The Phantom of the Opera by Gaston Leroux
Harper & Row (1910). 368 pp.
I have an image in my mind of Andrew Lloyd Webber sitting down to read this book and humming the melodies to “The Music of the Night,” “Angel of Music,” and “Think of Me” as they pop into his head. I imagine that after a dozen bars or so he probably went over and sat down at his piano and developed a harmony or two. And so began the process of scoring and creating one of, if not the best show to grace the stage of Broadway’s history.
That being said, had Webber followed the details of each character, he would have an entirely different story and, consequently, an entirely different audience.
The story is a creative intertwining of two plots. The first is the general politics regarding the everyday life of the Opera. Management has changed, Carlotta’s pedestal is tipping one performance at a time, and the body of a scene-shifter, Joseph Buquet, has been found hanging in the third floor cellar under the stage. Meanwhile, amongst all the hustle and bustle, rumors of an alleged Opera Ghost run wild.
The second plot is a wild tug-of-rope love triangle. On the one end is Raoul, the viscomte de Chagny. Raoul may as well be a love-struck heartsick puppy. He remembers the past he and Christine share and he’s heard her sing once and immediately he’s head-over-heels. His initial attempts to be dashing and valiant depict more of a pathetic stalker and at first even she views their relationship as a game rather than legitimate. But, wouldn’t know it, he’s the good guy, and that counts for something.
On the other end is Erik, the mysterious Opera Ghost. Leroux’s view of music must be tainted if he appoints the most demonic Angel in literature as its representative. Erik is cruel and manipulating, with a voice like God and a face like the devil himself.
Between these two men jerks Christine Daae, our little red ribbon tied to the middle of the rope. She cannot seem to make up her mind. She loves Raoul because he’s tangible and because he adores her, but yet she loves Erik because she needs him and because he is the so-called “Angel of Music” that her father promised would come to her when he died. She flops between Raoul and Erik throughout the story.
One character in the novel has no other identity than “The Persian.” This man–not included in Webber’s adaptation to stage, seems at first glance a lesser character than the other three, but in fact is one of the most important characters to the formatting of the book. In fact, Leroux dedicates five of the final six chapters to the Persian’s first-hand account of the torture chamber.
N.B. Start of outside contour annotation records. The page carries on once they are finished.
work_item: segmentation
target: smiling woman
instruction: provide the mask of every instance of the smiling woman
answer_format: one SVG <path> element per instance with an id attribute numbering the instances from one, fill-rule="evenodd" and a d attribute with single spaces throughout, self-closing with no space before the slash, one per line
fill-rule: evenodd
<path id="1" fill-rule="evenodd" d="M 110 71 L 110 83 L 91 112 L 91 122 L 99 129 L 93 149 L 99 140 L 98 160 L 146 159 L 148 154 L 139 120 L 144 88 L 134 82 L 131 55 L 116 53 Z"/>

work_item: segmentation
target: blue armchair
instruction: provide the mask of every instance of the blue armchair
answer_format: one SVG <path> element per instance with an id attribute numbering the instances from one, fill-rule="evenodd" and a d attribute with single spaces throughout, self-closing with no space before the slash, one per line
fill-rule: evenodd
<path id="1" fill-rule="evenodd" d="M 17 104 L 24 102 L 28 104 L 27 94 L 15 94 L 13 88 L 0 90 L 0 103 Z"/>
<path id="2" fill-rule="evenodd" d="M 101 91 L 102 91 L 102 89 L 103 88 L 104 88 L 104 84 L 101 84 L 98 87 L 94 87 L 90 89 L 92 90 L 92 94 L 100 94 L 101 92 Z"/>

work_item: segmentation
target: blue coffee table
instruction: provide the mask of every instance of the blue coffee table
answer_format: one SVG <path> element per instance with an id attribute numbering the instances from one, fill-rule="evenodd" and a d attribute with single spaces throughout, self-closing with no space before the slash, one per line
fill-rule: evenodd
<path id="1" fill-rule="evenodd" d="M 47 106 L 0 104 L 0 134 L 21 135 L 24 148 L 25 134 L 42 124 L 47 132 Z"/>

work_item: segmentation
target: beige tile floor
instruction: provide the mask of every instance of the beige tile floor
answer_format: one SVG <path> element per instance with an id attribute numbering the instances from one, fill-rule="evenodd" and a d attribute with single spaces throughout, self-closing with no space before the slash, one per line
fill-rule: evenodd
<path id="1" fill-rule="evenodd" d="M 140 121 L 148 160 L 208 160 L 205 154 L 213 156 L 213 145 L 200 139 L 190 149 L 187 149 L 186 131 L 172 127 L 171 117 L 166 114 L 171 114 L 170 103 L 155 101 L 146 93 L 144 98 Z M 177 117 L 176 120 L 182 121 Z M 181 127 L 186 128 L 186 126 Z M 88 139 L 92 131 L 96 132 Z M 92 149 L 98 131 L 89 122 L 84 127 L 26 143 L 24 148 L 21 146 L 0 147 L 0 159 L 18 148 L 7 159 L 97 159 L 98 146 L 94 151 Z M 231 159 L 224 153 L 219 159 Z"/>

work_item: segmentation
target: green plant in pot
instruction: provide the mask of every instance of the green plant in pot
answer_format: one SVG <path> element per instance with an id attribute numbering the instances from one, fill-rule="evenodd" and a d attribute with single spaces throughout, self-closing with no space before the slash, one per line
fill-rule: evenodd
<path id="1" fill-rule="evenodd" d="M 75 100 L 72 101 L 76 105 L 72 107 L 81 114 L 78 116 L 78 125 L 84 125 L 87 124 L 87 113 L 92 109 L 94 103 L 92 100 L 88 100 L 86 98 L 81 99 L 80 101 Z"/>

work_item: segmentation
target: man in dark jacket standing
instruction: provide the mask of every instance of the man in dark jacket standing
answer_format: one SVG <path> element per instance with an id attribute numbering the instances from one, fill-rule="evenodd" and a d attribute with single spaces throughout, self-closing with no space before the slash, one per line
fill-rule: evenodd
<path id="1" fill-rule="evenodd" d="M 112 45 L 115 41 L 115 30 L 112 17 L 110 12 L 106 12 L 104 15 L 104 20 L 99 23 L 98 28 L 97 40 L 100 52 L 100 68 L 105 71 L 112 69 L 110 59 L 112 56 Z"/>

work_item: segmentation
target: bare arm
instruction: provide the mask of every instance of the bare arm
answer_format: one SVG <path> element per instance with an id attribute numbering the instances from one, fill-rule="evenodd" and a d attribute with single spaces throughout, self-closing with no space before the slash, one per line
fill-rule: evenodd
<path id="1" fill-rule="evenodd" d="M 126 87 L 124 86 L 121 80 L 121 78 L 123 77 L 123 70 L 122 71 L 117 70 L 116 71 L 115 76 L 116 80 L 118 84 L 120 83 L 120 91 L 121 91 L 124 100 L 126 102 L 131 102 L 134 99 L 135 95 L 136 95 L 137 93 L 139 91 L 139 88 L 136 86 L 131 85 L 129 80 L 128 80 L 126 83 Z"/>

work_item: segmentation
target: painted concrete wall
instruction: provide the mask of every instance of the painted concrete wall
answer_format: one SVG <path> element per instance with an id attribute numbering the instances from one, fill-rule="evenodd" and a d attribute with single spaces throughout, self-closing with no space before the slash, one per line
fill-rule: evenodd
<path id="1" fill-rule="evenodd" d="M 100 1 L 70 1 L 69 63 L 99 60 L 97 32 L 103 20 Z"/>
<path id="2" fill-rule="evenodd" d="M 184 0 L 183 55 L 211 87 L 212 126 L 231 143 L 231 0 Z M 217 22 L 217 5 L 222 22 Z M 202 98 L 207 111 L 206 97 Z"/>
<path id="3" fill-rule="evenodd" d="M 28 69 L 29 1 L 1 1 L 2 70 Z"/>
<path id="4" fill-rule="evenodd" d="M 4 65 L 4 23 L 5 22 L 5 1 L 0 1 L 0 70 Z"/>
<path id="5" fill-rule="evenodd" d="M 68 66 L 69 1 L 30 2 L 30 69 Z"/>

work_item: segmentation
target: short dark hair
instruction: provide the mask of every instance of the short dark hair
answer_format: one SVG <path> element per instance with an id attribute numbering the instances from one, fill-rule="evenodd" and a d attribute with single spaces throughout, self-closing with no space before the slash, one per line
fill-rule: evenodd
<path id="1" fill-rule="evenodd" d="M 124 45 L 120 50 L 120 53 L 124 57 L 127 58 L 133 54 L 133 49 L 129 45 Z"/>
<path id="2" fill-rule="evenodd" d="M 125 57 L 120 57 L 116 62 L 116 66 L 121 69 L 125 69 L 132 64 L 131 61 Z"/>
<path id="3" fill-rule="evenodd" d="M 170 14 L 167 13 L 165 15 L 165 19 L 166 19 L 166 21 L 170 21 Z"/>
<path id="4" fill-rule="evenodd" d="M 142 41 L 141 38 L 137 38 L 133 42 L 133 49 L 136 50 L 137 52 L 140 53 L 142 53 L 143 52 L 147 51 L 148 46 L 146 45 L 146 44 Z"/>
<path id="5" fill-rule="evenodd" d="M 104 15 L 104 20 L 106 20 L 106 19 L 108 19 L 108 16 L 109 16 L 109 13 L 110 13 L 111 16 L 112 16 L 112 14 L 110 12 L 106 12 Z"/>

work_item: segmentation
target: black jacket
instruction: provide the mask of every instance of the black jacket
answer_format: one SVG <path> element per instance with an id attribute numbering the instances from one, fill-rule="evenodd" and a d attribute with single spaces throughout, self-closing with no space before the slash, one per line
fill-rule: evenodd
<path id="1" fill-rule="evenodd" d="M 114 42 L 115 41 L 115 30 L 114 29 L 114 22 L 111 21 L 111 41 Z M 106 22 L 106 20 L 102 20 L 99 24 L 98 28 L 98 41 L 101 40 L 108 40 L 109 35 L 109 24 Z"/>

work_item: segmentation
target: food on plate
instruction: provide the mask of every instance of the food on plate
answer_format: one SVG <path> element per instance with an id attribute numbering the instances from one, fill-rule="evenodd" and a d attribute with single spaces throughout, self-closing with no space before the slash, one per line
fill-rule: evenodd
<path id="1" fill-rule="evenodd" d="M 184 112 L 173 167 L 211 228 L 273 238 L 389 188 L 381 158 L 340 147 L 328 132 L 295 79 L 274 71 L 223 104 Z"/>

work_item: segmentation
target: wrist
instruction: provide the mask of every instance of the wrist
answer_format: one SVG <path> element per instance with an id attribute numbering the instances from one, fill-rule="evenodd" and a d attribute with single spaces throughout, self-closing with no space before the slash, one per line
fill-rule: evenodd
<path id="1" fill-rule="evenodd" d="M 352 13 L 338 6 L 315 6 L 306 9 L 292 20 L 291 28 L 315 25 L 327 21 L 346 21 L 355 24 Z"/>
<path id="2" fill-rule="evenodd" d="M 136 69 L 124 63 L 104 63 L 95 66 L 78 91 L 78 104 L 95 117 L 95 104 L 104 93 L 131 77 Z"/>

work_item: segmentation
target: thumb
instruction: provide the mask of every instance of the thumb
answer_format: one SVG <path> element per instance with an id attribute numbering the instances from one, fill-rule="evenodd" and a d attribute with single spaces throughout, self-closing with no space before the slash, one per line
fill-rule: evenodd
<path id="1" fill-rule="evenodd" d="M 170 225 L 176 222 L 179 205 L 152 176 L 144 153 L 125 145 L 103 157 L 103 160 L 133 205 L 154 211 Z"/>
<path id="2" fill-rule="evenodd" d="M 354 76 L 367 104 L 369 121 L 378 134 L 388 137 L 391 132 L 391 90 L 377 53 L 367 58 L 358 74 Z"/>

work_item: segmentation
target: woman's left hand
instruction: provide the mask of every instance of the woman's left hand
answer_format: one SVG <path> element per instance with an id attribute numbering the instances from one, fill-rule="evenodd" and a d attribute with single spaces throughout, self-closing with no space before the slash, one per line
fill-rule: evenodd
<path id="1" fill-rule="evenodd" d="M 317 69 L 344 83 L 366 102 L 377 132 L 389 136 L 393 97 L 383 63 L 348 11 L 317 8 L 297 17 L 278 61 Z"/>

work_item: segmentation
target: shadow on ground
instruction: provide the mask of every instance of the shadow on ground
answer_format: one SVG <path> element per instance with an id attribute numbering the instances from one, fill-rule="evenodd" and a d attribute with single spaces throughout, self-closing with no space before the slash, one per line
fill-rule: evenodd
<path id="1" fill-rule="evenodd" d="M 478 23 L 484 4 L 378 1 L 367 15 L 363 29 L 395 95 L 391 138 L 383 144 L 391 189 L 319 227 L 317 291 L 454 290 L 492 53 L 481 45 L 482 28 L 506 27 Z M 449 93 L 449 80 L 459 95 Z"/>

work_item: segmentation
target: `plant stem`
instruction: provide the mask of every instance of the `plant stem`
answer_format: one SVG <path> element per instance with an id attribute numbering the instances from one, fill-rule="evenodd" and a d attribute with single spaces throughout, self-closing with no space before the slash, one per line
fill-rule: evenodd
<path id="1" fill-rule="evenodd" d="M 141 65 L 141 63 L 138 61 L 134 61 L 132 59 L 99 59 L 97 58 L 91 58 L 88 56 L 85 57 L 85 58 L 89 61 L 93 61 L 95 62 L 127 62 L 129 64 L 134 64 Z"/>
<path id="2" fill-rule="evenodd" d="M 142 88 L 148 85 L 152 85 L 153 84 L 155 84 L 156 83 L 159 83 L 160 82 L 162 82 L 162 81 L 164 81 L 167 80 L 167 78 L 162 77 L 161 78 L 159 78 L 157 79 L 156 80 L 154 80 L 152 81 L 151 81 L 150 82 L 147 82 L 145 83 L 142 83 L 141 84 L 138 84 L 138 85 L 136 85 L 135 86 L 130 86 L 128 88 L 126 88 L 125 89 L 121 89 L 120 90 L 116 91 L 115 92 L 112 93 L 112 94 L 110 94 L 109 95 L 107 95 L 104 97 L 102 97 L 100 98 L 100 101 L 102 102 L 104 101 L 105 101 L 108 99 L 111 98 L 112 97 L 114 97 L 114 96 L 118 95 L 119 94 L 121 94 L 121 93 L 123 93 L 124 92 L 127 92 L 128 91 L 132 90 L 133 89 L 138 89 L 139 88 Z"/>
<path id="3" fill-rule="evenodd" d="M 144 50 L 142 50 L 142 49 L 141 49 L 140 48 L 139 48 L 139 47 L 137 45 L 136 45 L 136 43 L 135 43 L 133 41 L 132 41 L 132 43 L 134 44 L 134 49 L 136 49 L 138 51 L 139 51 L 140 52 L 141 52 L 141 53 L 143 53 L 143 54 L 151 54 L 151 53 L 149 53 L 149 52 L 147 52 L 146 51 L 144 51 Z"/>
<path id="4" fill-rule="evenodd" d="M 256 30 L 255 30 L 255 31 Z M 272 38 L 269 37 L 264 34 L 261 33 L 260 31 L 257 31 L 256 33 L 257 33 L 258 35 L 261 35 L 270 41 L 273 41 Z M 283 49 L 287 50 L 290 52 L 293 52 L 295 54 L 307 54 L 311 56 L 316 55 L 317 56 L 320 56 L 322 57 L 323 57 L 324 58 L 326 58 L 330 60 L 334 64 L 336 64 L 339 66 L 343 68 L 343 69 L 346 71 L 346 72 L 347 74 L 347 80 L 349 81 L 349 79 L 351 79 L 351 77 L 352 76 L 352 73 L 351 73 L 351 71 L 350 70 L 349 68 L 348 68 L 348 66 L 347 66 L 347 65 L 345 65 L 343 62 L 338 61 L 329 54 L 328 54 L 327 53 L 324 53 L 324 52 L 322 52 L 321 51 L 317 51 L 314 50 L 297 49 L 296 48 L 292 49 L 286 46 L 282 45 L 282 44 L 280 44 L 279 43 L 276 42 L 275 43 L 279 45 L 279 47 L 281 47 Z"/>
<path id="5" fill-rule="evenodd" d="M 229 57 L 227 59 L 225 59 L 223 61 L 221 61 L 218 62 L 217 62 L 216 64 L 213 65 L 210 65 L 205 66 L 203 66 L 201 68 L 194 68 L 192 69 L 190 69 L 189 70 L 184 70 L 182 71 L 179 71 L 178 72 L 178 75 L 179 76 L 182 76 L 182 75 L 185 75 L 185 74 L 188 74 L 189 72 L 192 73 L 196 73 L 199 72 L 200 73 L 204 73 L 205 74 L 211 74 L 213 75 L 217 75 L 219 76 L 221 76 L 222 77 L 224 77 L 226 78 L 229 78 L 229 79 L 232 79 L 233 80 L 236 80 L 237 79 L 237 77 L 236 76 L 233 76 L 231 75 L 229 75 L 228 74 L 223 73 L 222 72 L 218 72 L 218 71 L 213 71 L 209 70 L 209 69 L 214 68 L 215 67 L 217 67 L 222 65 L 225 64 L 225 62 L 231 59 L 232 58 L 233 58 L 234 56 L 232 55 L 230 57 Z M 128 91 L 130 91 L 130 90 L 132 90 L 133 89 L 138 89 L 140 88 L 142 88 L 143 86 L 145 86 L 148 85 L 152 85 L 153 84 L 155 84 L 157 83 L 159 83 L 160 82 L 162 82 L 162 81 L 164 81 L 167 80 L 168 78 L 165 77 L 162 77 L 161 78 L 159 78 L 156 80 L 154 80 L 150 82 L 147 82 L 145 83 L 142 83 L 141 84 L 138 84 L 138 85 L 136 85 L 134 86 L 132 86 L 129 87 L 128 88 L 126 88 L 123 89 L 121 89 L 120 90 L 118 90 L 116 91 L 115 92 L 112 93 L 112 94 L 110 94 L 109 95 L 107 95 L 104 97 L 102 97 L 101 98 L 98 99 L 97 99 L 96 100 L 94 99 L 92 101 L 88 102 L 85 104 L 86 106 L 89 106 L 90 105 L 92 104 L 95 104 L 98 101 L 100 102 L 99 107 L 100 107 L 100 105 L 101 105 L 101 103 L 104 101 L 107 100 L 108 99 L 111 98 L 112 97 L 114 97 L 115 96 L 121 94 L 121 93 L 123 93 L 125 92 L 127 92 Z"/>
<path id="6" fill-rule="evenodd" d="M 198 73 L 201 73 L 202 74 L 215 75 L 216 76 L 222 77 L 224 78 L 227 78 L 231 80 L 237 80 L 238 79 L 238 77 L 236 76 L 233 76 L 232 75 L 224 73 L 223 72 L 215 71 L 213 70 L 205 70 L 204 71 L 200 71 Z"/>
Because of this, we get a more objective account of the whole situation. The Persian knows exactly what is going on; he tells Leroux–and, incidentally, the reader–a small history of how Erik came up with the chamber. Had Raoul been narrating this segment of the story, Leroux would have been forced to write five chapters that consisted of nothing more than an account of his own personal descent into insanity mixed with detailed assumptions of what he believes is happening to Christine on the other side of the wall.
Only in the epilogue does Leroux offer a back story for Erik, not necessarily to be taken as an explanation for his exceptional villain, but to offer more of a shape to the character of the Phantom. Even with more of a history to Erik, the man is no less villanous than before. This gives a far different character than Webber offers in the stage production, or John Shumacker’s adaptation for film in 2004. Leroux did not write a swarthy Gerard Butler, humiliated by gypsies as a young boy.
Though enduring twenty-six chapters of a distress-less damsel and a hero that wouldn’t have the spine to save her anyway, reading a story with such a clear distinction between hero and villain is refreshing. Leroux creates manipulation like never before, and places it in the hands of quite possibly the Late Victorian Period’s creepiest hands.